We can compare these expected values to the observed \(\lambda_s\), computed using \(\lambda_s = P(Y_1 = 1,Y_2 = 1)/P(Y_1 =
1)^2\), where K is the disease prevalence in the population. We
can also estimate the recurrence risk ratio with \(\hat{\lambda_s}=
\frac{s_{case}}{\hat{k}}\).
## p observed_lambda_s expected_lambda_s
## 1 0.1 15.0000000 30.250000
## 2 0.2 7.8125000 9.000000
## 3 0.3 7.0493827 4.694444
## 4 0.4 4.5742187 3.062500
## 5 0.5 3.2336000 2.250000
## 6 0.6 2.3248457 1.777778
## 7 0.7 1.5743440 1.474490
## 8 0.8 1.0788574 1.265625
## 9 0.9 0.7297668 1.114198
We can see that the expected and observed \(\lambda_s\) are slightly different, but the trend is the same: as p increases from 0 to 1, \(\lambda_s\) will monotonically decrease.
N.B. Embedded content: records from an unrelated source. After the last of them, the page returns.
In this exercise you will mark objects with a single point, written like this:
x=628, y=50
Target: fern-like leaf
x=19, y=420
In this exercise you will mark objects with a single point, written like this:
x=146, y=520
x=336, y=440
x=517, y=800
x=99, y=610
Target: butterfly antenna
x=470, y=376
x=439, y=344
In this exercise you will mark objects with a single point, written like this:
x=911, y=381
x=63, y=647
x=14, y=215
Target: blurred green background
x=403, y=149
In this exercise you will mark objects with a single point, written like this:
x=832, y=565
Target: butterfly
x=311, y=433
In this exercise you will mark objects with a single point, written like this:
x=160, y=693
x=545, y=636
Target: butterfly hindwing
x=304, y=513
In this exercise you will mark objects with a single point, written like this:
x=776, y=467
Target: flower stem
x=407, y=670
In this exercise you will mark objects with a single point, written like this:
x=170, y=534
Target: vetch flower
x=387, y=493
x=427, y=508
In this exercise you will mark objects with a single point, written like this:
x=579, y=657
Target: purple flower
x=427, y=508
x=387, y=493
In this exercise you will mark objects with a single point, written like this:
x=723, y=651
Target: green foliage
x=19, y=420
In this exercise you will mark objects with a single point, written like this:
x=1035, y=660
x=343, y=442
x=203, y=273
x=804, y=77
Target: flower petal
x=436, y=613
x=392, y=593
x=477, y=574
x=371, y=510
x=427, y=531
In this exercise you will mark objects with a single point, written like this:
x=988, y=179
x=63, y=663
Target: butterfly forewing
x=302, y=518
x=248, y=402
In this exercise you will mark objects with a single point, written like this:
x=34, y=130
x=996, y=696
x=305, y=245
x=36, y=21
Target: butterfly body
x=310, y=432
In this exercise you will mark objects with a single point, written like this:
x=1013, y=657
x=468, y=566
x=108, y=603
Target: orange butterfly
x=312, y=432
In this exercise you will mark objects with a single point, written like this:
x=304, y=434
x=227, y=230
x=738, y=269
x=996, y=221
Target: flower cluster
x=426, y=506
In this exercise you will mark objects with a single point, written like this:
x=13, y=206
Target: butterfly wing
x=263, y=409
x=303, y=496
I believe I have an issue with my computation of the observed recurrence risk ratio, since ideally, it should not dip below 1. This would imply taht the population disease prevalence would be greater than the probability that a full sibling has a disease given their sibling has the disease, which is not logical.